The dorsal visual stream goes into the parietal cortex, around an area called LIP in humans and primates (near the lateral intraparietal sulcus, behind the splenium of the corpus callosum around the retrosplenial area). Area LIP is modulated by visual attention, directing the eyes to move to objects of interest and areas of interest within objects. It is reciprocally connected with the pulvinar and sends fibers directly to the superior colliculus. "Objects of interest" in the visual field command attention. Something has to determine which objects are of interest. At one level, bright shiny objects are interesting, and dark shadows looming overhead are interesting. At another level, art is interesting, and nature is interesting, and a collection of faces is interesting. At yet another level, a glass of water is interesting when one is thirsty, and not so much when one isn't. The attention system exists at all these levels, control is passed from one level to another by mostly unknown means. This is an area where machine learning has been informing neuroscience, with architectures like the "transformer" that determine and extract the information required for contextual understanding. However this meaning of "attention" is slightly different from the psychologist's version, because humans have the ability to voluntarily shut out stimuli at will, which is something quite different from extracting meaning from nearby words in a sentence.
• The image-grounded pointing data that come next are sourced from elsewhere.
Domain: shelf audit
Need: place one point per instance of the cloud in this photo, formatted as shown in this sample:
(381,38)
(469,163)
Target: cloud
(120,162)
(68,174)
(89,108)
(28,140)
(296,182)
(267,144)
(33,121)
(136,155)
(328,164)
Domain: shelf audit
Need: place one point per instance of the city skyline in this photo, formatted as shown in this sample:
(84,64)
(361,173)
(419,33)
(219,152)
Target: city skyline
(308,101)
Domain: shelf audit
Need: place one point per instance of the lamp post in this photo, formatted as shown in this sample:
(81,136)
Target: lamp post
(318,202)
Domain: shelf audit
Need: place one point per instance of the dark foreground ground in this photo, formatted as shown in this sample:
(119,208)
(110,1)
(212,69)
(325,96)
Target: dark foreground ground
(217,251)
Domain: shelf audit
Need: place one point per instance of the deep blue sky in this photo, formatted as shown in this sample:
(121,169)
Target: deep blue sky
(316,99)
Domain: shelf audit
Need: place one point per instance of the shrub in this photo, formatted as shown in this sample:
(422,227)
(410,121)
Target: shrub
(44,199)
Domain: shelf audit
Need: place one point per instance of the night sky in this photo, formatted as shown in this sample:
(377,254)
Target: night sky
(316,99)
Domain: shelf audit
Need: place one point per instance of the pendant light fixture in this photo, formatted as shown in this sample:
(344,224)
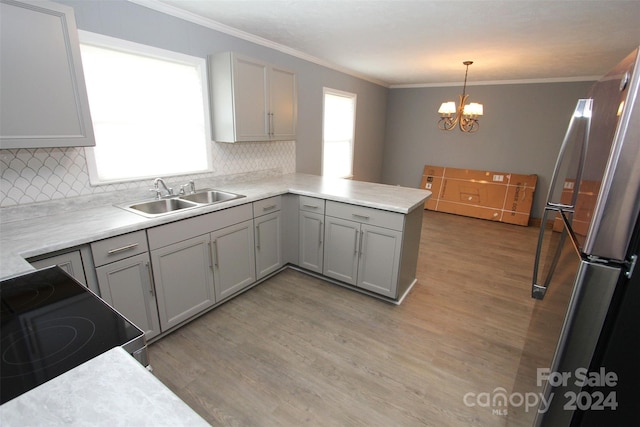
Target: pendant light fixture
(464,116)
The figure shows the architecture of a transformer for a large language model (LLM). The "multi-head attention" blocks perform an important function related to activity along the timeline - they take portions of the preceding signals and derive context from them, essentially performing a linear version of what the rotations do in the compactified version.
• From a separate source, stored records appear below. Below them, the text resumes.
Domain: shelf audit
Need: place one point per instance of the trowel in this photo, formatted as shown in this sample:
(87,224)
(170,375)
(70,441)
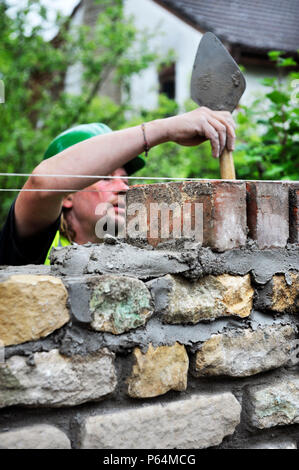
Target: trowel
(217,83)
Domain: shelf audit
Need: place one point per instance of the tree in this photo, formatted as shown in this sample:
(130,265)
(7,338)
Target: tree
(268,130)
(37,108)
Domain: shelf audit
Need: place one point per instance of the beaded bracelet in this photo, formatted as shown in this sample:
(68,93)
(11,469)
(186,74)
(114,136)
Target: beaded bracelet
(146,145)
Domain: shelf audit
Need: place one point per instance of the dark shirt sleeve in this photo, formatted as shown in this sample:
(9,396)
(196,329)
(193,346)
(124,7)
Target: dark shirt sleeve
(18,251)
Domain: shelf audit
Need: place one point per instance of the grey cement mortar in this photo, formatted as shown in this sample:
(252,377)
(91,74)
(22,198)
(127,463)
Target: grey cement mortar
(76,264)
(124,259)
(69,419)
(73,339)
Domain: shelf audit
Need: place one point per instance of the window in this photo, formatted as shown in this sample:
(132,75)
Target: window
(167,80)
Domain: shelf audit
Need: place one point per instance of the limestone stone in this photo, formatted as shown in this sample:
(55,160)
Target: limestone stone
(208,298)
(42,436)
(285,296)
(158,370)
(280,294)
(55,380)
(274,444)
(246,352)
(198,422)
(119,304)
(32,306)
(275,404)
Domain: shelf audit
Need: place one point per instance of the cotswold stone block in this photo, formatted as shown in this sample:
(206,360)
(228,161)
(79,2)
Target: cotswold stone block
(198,422)
(245,353)
(268,213)
(161,213)
(55,380)
(31,307)
(274,444)
(158,370)
(281,294)
(183,301)
(276,404)
(40,436)
(119,304)
(294,212)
Returning to the brain, there are massive projections from almost all areas of the visual cortex to the pulvinar area of the thalamus, and the frontal eye fields. The pulvinar is related to attention in various modalities, while the frontal eye fields initiate voluntary saccades even in the absence of visual stimuli. The pulvinar receives direct retinotopic projections from the superior colliculus, which we'll discuss in detail in the next section on eye movements, and it's reciprocally connected with all the cortical areas that feed into the superior colliculus, including the area MT, area LIP, and the frontal eye fields.

Humans can "pay attention" to visual stimuli, or not. Sometimes, paying attention involves eye movements. There are visually driven eye movements that seem to be mostly organized in the parietal lobe, and voluntary movements that seem to be mostly organized in the frontal lobe. These two areas talk to each other, they have direct reciprocal connections and they light up like Christmas trees in a functional MRI. The pulvinar portion of the attention system is the visually driven part. Whereas, the frontal lobe attention systems are considerably more complex, involving the anterior cingulate cortex in addition to the scene mapping circuitry around the hippocampus. Interestingly enough, changes in response latency related to stimulus intensity can be dissociated from the changes in latency associated with attention. The former originate in the retina, the latter originate downstream from the superior colliculus.